So, I was reading "Song of Solomon" a couple weeks ago. Quick, which Toni Morrison novel is an episodic narrative concerning an ensemble of eccentric and pseudo-mystic African-Americans living in the colored ghetto part of a post-Civil War, pre-Civil Rights Midwest town, and includes an open and frank discussion on bodily functions and gender relations? The answer of course is "All of them." After trudging through "Sula" and "Beloved," Morrison was precipitously close to being yet another one of those important-sounding-authors that I respect more than I actually like. Nothing personal against her, maybe I'm just too white or too male, or even too 21st-century to totally get what she's doing.
Of course, I used to say that about Victorian novels, too--I read "Middlemarch" you see, and I found the whole affair to just be so dreadfully stuffy, petty, and foreign to my American sensibilities to feel accessible. Who cares if understanding English class-structure might help me comprehend the book better, bollocks on the whole thing, good-riddance to England and viva la revolucion!
But then, "Great Expectations" and "Jane Eyre" were both written in that era--indeed, neither of those novels could be written today, given how much has changed since then. But there is still something hauntingly personal, something distractingly familiar, about these characters, that cause self-reflection and an aching longing, so that even though they are thorough products of the Victorians, they've long outlasted them.
I had a similar experience once I breached the second-half of "Song of Solomon." Now, doubtless there are simply certain facets of the novel I still haven't comprehended simply because I haven't experienced being Black--just as there are doubtless parts of "Great Expectations" I don't get because I'm not a Victorian Englishman. Nevertheless, somehow the character of Milkman Dead, as he engaged on that most banal of plot-devices--the buried-treasure hunt--transcended the text in that second-half to become something far more real, a character who was alarmingly familiar, one who both condemned by association the worst in me while mapping out the best of our potential.

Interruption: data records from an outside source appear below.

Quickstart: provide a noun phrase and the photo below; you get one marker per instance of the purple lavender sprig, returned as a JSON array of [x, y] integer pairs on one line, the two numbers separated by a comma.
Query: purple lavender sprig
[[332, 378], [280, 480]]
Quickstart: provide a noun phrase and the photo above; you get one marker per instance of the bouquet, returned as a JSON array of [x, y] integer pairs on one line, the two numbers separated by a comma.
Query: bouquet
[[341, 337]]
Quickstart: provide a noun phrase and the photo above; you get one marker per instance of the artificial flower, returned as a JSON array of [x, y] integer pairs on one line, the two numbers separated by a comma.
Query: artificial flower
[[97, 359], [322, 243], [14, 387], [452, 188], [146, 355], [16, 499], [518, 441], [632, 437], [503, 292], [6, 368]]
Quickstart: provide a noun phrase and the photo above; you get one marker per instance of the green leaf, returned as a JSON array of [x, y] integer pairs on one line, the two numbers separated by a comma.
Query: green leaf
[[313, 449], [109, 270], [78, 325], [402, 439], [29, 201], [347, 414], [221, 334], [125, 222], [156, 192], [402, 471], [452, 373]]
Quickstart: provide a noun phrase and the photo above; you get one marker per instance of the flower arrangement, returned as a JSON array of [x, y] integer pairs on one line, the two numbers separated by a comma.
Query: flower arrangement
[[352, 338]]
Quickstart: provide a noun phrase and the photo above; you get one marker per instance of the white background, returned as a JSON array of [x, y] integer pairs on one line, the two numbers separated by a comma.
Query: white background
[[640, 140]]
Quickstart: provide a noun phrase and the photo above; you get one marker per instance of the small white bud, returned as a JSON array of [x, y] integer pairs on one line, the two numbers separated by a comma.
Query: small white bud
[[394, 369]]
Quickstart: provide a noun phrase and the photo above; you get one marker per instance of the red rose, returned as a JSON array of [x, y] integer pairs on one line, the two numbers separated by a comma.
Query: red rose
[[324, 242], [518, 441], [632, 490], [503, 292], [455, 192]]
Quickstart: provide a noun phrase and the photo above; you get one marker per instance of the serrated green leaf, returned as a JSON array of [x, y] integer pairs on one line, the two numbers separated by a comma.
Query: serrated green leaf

He doesn't transcend his circumstances, oh no--he transcends because of his background, his family, his roots, the whole, strange, wild, eccentric, sordid, mad, lunatic pageantry that produced him. The book made me consider how much more I should value my own strange family-ties, in a manner that no mere greeting-card salutations or maudlin-Hollywood-celluloid could ever do. No, "Song of Solomon" has blood and guts to it, it feels, it strikes, it's as messy as life--it's head and shoulders above "Beloved." And in the climactic, self-destructive finale, I'm tempted to thinnk that Milkman really does fly away.